Nancy Dinar on February 23rd, 2010

Some of my childhood dreams are flying in an airplane and visit big cities with skyscrapers. I wanted them badly. It doesn’t matter if I have to trade my leisure time for study hard wishing those dreams will come true through good education. I was waiting for the time I might get out from the little town where I grew up.

Some of those childhood dreams are come to realization now. Some moments in my life happened beyond my daydream. I can fly with airplane until it becomes a must and not a pleasure. I can visit big cities and live in a metropolis. I’m out from my sweet little town and be fortunate if I can go back and visit it once a year. Life pretty much an achievement compare to a dream of a little girl.

So much so, it doesn’t instantly making me happier as I would think way back then. Suddenly I really miss what I’ve been away to for so long. I miss the freshness of the air and the smell of the soil after a rainy day. It was lovely to see a plant near my bedroom window sprouted a flower. I enjoyed when the chilly tree grow after I spread seeds few days before. I love the smell of the tomato fruit when it turns green to red. I even miss some insect that scared me to death of their appearance. And I never thought that I will also miss the neighborhood where everybody know who is doing what.

Now, I dream to have a farm where I can raise my own crops and livestock. After living in the city for so long, I almost never eat something without chemical. How I love to eat a fresh egg from its hen and drink a mango juice that I pick myself from its tree. I also dream to have a pond full of my favorite fish, since eating fish is a fancy treat now.

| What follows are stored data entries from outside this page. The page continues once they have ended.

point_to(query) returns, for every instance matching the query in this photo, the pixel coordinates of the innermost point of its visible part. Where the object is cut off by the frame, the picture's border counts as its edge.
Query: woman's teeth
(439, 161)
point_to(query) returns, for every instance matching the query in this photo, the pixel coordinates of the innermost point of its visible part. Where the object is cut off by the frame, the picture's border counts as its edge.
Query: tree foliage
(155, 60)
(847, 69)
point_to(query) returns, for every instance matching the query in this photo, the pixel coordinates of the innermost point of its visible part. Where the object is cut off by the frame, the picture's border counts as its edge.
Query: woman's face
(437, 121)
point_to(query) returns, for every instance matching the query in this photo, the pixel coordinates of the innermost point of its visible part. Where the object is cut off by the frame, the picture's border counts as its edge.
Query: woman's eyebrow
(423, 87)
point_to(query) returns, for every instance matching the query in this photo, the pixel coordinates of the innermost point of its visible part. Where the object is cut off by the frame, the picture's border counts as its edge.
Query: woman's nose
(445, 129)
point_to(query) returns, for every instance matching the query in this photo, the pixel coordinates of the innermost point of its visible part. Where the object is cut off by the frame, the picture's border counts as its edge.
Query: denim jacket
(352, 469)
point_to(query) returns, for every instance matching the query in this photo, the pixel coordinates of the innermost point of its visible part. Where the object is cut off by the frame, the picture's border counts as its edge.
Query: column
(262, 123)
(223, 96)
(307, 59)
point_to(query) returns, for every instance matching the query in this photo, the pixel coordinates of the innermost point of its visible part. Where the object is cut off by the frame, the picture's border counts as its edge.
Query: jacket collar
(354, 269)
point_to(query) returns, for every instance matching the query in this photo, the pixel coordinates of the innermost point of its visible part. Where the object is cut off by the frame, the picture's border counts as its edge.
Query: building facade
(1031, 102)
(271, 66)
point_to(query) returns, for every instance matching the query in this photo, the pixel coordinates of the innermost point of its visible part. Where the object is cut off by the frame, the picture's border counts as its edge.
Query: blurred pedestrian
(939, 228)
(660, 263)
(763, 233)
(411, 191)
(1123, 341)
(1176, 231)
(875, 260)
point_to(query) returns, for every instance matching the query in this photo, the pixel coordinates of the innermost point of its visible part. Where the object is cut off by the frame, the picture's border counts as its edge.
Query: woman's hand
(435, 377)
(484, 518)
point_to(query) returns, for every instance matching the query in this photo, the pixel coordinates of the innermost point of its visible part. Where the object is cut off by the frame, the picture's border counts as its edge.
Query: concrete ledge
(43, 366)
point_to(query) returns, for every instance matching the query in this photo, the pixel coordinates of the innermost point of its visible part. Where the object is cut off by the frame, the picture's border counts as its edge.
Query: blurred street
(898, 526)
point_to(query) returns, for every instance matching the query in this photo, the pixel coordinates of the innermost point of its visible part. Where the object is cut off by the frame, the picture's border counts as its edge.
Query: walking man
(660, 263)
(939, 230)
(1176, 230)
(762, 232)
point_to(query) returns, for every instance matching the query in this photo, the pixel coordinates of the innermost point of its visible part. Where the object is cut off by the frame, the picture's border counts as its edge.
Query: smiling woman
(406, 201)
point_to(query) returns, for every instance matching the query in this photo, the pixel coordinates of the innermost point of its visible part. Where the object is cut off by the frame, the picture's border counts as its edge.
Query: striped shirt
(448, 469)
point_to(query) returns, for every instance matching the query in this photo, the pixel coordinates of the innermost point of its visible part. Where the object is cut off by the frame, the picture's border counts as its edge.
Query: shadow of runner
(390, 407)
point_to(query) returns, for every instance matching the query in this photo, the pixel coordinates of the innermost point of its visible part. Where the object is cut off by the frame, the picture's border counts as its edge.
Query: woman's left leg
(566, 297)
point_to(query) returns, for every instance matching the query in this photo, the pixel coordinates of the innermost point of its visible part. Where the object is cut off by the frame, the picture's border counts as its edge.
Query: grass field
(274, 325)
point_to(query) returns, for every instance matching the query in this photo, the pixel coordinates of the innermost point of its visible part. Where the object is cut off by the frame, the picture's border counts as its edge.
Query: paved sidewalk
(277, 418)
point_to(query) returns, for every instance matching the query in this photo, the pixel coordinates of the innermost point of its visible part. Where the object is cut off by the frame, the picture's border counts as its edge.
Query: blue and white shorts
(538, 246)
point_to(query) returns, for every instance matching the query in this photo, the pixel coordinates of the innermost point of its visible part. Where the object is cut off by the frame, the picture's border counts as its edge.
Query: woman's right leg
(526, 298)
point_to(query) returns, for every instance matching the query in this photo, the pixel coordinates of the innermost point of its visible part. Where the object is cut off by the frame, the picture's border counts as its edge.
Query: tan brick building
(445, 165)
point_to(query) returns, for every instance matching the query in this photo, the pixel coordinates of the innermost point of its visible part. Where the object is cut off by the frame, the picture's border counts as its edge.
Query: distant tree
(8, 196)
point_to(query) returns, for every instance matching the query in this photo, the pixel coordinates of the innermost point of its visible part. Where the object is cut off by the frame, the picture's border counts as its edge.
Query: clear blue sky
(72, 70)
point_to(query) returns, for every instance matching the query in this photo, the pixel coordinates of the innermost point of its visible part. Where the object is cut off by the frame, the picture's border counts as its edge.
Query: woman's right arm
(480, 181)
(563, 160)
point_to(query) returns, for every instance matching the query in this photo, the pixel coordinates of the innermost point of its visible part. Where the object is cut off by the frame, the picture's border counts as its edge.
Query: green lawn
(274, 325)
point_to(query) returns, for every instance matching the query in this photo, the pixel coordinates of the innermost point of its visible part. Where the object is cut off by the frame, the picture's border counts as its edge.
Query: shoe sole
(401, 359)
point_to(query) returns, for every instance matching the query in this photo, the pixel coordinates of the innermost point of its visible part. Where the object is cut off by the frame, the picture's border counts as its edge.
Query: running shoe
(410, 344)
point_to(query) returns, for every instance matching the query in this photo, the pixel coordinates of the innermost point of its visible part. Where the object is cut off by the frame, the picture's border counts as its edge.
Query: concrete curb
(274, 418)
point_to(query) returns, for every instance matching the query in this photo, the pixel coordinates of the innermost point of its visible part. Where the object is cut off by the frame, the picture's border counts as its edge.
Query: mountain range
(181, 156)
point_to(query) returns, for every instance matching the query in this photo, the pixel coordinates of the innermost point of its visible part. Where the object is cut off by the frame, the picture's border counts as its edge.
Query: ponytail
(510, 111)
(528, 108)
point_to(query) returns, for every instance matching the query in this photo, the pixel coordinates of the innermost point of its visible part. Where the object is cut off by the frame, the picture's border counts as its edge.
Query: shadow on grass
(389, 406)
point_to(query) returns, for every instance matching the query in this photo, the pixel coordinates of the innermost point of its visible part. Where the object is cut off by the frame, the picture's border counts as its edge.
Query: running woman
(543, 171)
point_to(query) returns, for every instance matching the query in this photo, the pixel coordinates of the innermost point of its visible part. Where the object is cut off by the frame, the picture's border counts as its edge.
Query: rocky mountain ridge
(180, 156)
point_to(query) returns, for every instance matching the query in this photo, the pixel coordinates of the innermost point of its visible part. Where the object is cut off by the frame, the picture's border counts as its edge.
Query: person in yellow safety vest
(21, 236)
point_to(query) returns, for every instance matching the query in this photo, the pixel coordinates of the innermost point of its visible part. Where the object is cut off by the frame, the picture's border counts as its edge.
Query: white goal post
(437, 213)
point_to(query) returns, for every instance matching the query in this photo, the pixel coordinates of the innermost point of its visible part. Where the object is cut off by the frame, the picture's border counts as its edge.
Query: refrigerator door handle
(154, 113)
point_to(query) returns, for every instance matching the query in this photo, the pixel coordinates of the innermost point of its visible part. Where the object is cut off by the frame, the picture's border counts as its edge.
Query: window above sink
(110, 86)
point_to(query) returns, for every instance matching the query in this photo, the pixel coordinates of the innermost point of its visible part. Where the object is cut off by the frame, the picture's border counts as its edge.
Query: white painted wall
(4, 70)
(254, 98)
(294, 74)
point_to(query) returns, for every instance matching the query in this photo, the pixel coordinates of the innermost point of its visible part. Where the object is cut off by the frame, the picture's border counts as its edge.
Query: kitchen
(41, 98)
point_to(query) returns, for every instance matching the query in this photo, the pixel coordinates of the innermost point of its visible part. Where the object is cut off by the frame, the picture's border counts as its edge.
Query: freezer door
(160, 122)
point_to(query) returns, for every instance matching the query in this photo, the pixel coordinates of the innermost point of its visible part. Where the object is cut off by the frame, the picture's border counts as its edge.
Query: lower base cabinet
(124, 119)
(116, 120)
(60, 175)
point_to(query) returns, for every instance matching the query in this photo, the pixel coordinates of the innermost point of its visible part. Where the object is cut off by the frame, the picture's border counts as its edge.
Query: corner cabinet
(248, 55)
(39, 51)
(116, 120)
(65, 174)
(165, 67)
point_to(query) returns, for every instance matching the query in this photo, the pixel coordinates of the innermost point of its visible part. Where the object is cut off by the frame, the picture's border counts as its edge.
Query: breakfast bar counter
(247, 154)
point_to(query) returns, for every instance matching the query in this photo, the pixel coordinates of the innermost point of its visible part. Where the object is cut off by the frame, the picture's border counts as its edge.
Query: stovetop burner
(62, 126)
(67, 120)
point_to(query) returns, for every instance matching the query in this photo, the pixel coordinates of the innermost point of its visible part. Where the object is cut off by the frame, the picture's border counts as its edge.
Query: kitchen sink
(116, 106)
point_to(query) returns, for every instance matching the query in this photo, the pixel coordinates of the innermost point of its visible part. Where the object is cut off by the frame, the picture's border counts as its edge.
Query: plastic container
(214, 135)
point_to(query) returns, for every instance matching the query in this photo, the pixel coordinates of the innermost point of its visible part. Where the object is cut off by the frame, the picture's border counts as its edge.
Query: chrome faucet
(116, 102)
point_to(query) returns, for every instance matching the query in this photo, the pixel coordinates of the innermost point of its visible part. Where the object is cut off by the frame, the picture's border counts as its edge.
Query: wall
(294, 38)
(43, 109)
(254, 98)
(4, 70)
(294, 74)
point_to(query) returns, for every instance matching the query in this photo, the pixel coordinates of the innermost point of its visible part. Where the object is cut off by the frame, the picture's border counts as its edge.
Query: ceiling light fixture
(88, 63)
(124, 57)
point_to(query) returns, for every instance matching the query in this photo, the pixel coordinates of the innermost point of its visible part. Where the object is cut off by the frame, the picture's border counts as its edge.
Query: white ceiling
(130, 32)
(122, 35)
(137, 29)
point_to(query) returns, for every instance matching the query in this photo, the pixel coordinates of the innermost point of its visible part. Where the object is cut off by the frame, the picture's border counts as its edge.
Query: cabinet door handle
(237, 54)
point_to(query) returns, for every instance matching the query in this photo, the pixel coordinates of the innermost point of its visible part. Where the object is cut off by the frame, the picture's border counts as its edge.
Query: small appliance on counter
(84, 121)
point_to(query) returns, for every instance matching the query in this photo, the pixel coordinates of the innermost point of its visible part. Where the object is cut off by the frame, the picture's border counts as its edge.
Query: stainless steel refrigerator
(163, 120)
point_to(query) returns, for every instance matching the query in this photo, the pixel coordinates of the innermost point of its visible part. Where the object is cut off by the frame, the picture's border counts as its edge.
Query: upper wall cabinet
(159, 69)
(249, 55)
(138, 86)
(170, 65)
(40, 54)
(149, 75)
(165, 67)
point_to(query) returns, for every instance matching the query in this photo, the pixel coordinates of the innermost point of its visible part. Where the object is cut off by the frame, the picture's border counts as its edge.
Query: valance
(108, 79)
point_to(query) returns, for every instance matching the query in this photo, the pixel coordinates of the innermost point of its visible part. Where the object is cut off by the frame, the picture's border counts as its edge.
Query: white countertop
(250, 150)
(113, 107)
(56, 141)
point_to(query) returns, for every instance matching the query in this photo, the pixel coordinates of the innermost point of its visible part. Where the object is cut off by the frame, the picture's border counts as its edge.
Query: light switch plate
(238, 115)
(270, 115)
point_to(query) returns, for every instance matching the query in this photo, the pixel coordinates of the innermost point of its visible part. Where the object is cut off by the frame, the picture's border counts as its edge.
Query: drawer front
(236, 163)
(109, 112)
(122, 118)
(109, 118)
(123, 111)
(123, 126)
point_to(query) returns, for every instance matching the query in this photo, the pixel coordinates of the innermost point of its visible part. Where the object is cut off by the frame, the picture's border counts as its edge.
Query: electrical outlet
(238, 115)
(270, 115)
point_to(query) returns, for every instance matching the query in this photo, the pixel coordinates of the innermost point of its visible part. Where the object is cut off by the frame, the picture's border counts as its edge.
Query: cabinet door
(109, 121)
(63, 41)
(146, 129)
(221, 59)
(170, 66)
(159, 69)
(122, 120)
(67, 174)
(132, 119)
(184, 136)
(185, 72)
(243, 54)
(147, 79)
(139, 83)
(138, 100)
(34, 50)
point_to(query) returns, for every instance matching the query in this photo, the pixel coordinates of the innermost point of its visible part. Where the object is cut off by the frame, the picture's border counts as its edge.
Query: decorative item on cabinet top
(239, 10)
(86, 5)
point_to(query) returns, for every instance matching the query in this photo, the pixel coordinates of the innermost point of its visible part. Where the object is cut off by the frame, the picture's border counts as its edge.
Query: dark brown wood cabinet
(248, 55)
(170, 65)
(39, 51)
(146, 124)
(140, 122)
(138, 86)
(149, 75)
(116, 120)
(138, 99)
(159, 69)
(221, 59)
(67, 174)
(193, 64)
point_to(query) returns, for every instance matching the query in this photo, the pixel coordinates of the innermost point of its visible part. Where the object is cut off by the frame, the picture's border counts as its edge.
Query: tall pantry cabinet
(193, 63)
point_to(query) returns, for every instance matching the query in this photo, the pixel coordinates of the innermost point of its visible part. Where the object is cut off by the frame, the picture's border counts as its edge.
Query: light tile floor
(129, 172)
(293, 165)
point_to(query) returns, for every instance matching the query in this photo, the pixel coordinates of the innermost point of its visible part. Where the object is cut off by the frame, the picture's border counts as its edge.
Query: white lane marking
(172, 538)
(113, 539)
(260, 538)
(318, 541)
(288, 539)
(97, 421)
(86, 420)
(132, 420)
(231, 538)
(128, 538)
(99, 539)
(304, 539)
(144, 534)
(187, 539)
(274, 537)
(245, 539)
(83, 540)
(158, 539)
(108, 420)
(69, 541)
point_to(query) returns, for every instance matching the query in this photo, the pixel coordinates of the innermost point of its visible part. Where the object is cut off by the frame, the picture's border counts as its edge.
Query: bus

I question, is life evolving or rotating? The deeper desire inside our heart never fulfilled. We always long for something we don’t have and crave to have something we missed. In that sense, life is not really about achieving our dream. Instead life is about enjoying the process of achieving it. It is about attitude and gratitude.

I’m still in that process, looking forward to future and the blank pages of my days. I wish that I can paint masterpieces on those papers and never be regret about them. Still love to get back what I’ve traded to fulfill my childhood dreams but never be sorry about it. It’s the price I have to pay.